KroatienWo sind genehmigte Bojenfelder wirklich?

Andreas Fritsch

 · 29.06.2010

Kroatien: Wo sind genehmigte Bojenfelder wirklich?Foto: YACHT/L. Bolle

Seit die kroatischen Behörden Wasserflächen für Bojenfelder zur Verpachtung ausgeschrieben haben, steigt deren Zahl beständig

Die Frage ist nur: In welcher Bucht erwarten Crews solche Felder, und kassieren die Betreiber vor Ort zu Recht Liegegebühren? Aus diesem Grund veröffentlichen die kroatischen Behörden seit kurzem eine Liste der Lizenznehmer, deren Anschriften und Lage sowie Anzahl der Bojenfelder.

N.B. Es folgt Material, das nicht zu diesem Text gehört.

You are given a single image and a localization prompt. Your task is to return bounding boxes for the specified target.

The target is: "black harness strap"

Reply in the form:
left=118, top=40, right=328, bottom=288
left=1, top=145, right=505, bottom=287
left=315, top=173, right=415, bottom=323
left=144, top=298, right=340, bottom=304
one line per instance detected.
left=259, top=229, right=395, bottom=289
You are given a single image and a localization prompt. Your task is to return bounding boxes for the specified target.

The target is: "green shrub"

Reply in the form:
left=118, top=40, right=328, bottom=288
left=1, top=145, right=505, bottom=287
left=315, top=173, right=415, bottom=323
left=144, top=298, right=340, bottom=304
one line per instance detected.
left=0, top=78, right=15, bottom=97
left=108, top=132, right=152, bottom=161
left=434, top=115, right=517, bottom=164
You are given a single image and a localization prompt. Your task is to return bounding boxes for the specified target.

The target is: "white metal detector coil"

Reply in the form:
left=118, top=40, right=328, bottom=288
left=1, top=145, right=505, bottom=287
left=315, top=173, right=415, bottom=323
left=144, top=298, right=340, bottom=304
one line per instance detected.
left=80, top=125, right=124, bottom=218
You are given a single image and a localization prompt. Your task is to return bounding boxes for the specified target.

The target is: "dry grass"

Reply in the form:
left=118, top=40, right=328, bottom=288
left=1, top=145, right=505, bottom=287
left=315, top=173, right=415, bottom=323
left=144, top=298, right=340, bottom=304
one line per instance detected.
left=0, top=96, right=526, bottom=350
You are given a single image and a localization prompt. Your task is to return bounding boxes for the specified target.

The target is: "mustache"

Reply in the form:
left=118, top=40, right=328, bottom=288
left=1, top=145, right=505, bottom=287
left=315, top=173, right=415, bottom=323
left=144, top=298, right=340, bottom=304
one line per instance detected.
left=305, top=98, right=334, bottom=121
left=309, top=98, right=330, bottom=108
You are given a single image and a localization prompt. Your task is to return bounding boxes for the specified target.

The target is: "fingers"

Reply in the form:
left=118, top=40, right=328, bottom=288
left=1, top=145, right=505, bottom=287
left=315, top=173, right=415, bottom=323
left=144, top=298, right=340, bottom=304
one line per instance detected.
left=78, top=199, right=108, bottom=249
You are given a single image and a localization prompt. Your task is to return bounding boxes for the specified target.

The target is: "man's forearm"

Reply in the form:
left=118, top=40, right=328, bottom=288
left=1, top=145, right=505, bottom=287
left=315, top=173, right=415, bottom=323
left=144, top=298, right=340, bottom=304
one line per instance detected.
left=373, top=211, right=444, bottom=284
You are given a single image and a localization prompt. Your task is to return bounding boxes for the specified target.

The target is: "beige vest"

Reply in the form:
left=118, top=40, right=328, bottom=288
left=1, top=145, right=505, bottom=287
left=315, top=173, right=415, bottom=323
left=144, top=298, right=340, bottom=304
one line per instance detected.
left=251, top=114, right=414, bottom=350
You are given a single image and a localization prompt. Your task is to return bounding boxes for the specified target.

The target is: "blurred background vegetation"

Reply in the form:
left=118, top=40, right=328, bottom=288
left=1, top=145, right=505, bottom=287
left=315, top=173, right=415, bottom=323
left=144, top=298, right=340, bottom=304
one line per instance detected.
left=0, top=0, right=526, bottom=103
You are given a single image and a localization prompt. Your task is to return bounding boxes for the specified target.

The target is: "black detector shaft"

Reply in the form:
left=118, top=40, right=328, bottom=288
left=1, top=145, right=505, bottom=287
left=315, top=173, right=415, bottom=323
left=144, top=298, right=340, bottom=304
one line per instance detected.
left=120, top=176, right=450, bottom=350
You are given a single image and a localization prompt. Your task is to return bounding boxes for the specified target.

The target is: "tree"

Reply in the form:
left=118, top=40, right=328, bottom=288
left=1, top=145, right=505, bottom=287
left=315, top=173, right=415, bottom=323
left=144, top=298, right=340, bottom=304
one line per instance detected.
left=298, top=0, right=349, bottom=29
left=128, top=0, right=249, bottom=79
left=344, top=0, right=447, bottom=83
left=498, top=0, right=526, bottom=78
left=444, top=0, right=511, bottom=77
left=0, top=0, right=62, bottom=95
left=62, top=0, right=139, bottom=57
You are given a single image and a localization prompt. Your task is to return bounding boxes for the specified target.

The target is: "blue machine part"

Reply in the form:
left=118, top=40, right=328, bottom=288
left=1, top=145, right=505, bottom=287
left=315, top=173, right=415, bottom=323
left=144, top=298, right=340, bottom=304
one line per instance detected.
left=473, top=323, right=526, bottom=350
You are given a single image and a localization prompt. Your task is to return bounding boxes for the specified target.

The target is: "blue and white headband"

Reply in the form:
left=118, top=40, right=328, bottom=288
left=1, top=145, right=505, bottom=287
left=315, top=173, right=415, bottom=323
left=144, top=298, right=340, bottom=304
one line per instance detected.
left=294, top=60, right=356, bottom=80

In den offiziellen Veröffentlichungen der kroatischen Behörden (www.mmpi.hr) sind allerdings nur die GPS-Koordinaten der Bojenfelder aufgelistet. Ein slowenischer Segler machte sich daraufhin die Mühe, die Felder in der elektronischen Seekarte zu markieren und stellte die Screenshots der Redaktion in PDF-Form zur Verfügung. Wer sich selbst einen Eindruck verschaffen will, findet das Dokument hier.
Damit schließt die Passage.